Terdakwa teror Paris akui berafiliasi dengan ISIS
Kepada peradilan, Salah juga dilaporkan menyebut dirinya sebagai “prajurit Negara Islam (Irak dan Suriah, ISIS)
Salah Abdeslam (31), terdakwa kasus serangan teror Paris pada Jumat (13/11/2015) mengaku, berafiliasi dengan ISIS pada pengadilan hari pertama, Rabu (8/9). Ia juga mengeluh atas perlakuannya di penjara yang disebutnya “tidak manusiawi”.
“Anda seharusnya memperlakukan kami seperti manusia (dengan manusiawi),” ucap Salah, seperti dilaporkan BBC.
Laporan yang sama juga menyebutkan para hadirin lain yang memprotes pernyataan Salah, mencoba mengingatkan bahwa aksi yang dilakukannya pada 2015 telah menewaskan 130 orang. Dalam laporannya, France24 menyebut, bahwa Salah menjadi satu-satunya terdakwa yang dituntut karena pembunuhan. Kepada peradilan, Salah juga dilaporkan menyebut dirinya sebagai “prajurit Negara Islam (Irak dan Suriah, ISIS)
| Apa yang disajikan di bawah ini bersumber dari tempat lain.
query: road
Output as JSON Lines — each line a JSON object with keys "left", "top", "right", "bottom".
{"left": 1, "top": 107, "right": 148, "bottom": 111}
“Saya melepaskan segala pekerjaan saya untuk menjadi prajurit Negara Islam (Irak dan Suriah, ISIS),” tukas Salah.
Sebelumnya, The New York Times melaporkan pada Sabtu (14/11/2015), bahwa ISIS mengaku bertanggung jawab atas serangan teror nahas di Paris pada 13 November 2015. Laporan ISIS tersebut disebut disebarkan oleh kelompok teror itu di platform Telegram dalam bahasa Arab, Inggris, dan Prancis. Tak hanya itu, ISIS juga disebut “menghina Prancis sebagai ibu kota prostitusi dan percabulan”.
“Kejadian-kejadian yang akan kami putuskan telah terpatri di antara kejadian-kejadian bersejarah dalam skala nasional dan internasional abad ini,” sebut Jean-Louis Périès, hakim kepala peradilan yang mengakui dampak dari kejadian nahas teror tersebut beserta peradilan yang akan dilaksanakan untuk membawa para pelaku ke hadapan hukum.
Laporan media Prancis juga menyebutkan pembacaan 1.800 penggugat oleh Périès, menyebutnya sebagai “momen yang emosional, tetapi penting untuk para korban dan keluarga mereka yang telah menunggu selama bertahun-tahun untuk diakuinya (status mereka sebagai korban)”.
“Saya tidak berharap banyak dari peradilan ini. Namun, penting bagi nama saya untuk disebutkan beserta para korban lainnya sehingga saya diakui sebagainya (korban teror),” sebut Thierry Maillet, salah satu dari beberapa korban selamat yang setuju berbicara pada media seperti dilansir dari France24.
Sejumlah media Eropa lainnya menyebut bahwa serangan teror Paris pada 2015, merupakan serangan teror paling mematikan di Prancis sejak Perang Dunia II berakhir. Kejadian paling mematikan malam itu berada di aula konser dan teater Bataclan, di mana para pelaku teror dilaporkan telah menewaskan 90 korban dan melukai banyak korban lainnya. Dengan berkas kasus yang mencakup 542 volume dan lama peradilan selama sembilan bulan, peradilan ini kemungkinan akan menjadi salah satu proses peradilan terpanjang yang pernah dilakukan.
“Tujuan dari pengadilan kita adalah untuk mendalami tuntutan terhadap setiap orang yang terlibat dan menarik kesimpulan terhadap semua konsekuensi hukuman yang akan dijatuhkan setelah semua orang yang terlibat didengarkan (suaranya),” sebut Périès lagi. “Kita harus selalu fokus pada tujuan ini agar semua tetap pada jalurnya,” tambah dia.
“(Peradilan) ini mungkin akan menjadi peradilan terpanjang dalam sejarah,” ujar Christian Saint-Palais, pengacara yang mewakili salah satu terdakwa peradilan.
“Kami tahu bahwa saat ini gelombang emosi akan memunculkan fakta-fakta yang ada ke permukaan,” ujar Philippe Duperron, presiden asosiasi para korban 13onze15 dan salah satu yang kehilangan anggota keluarganya dalam peristiwa nahas tersebut seperti dilaporkan Euronews.